Het eerder door ons aangevraagde interpellatiedebat blijkt, nu nog meer dan ooit, nodig. Deze kwestie zal zeker een plaats krijgen. Het is ernstig te moeten constateren dat het college, na de gedane beloften tot beterschap op 9 november, telkenmale en op meerdere fronten tekort blijft schieten. De verantwoordelijk wethouder de Kruijff beloofde op 14 december ook nog ten stelligste dat er in het belang van de inwoners zorgvuldig gehandeld zou worden. Echter, daar hebben wij flinke vraagtekens bij. Deze kwestie had nooit zo uit de hand hoeven lopen als het college en de verantwoordelijk wethouder in het bijzonder, zijn verantwoordelijkheid in dit dossier van begin af aan genomen had.  

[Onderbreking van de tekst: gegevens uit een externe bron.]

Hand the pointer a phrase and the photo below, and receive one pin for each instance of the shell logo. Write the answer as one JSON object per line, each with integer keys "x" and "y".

Los van de schuldvraag is deze slepende kwestie heel slecht voor de inwoners, het bedrijf Vink en het vertrouwen in het lokale bestuur. En dat is betreurenswaardig. De gevolgen laten zich nog niet overzien. Lokaal Belang houdt u mede verantwoordelijk voor de situatie. Ook dit zal onderwerp zijn van het interpellatiedebat dat wij hebben aangevraagd. 


Naast bovenstaande vragen ook nog de volgende: 

  1. Waarom kiest het college er, als verantwoordelijk lokaal bestuur, niet voor het onderzoek direct in één keer goed te doen, dat wil zeggen: volledig en met in achtneming van alle relevante en logische aspecten die er zijn?
  2. Waarom gaat u voorbij aan de volstrekt legitieme wensen van de Klankbordgroep, terwijl u telkenmale stelt dat ‘zorgvuldigheid’ in deze kwestie zo belangrijk is?
  3. Waarom schoffeert u de getroffen en terecht bezorgde inwoners en de Klankbordgroep in het bijzonder, terwijl het zo belangrijk is deze inwoners serieus te nemen, goed te communiceren, beloften na te komen; uw verantwoordelijkheid als lokaal bestuur? 
  4. Is het college het met ons eens dat de regie in dit dossier zoek is?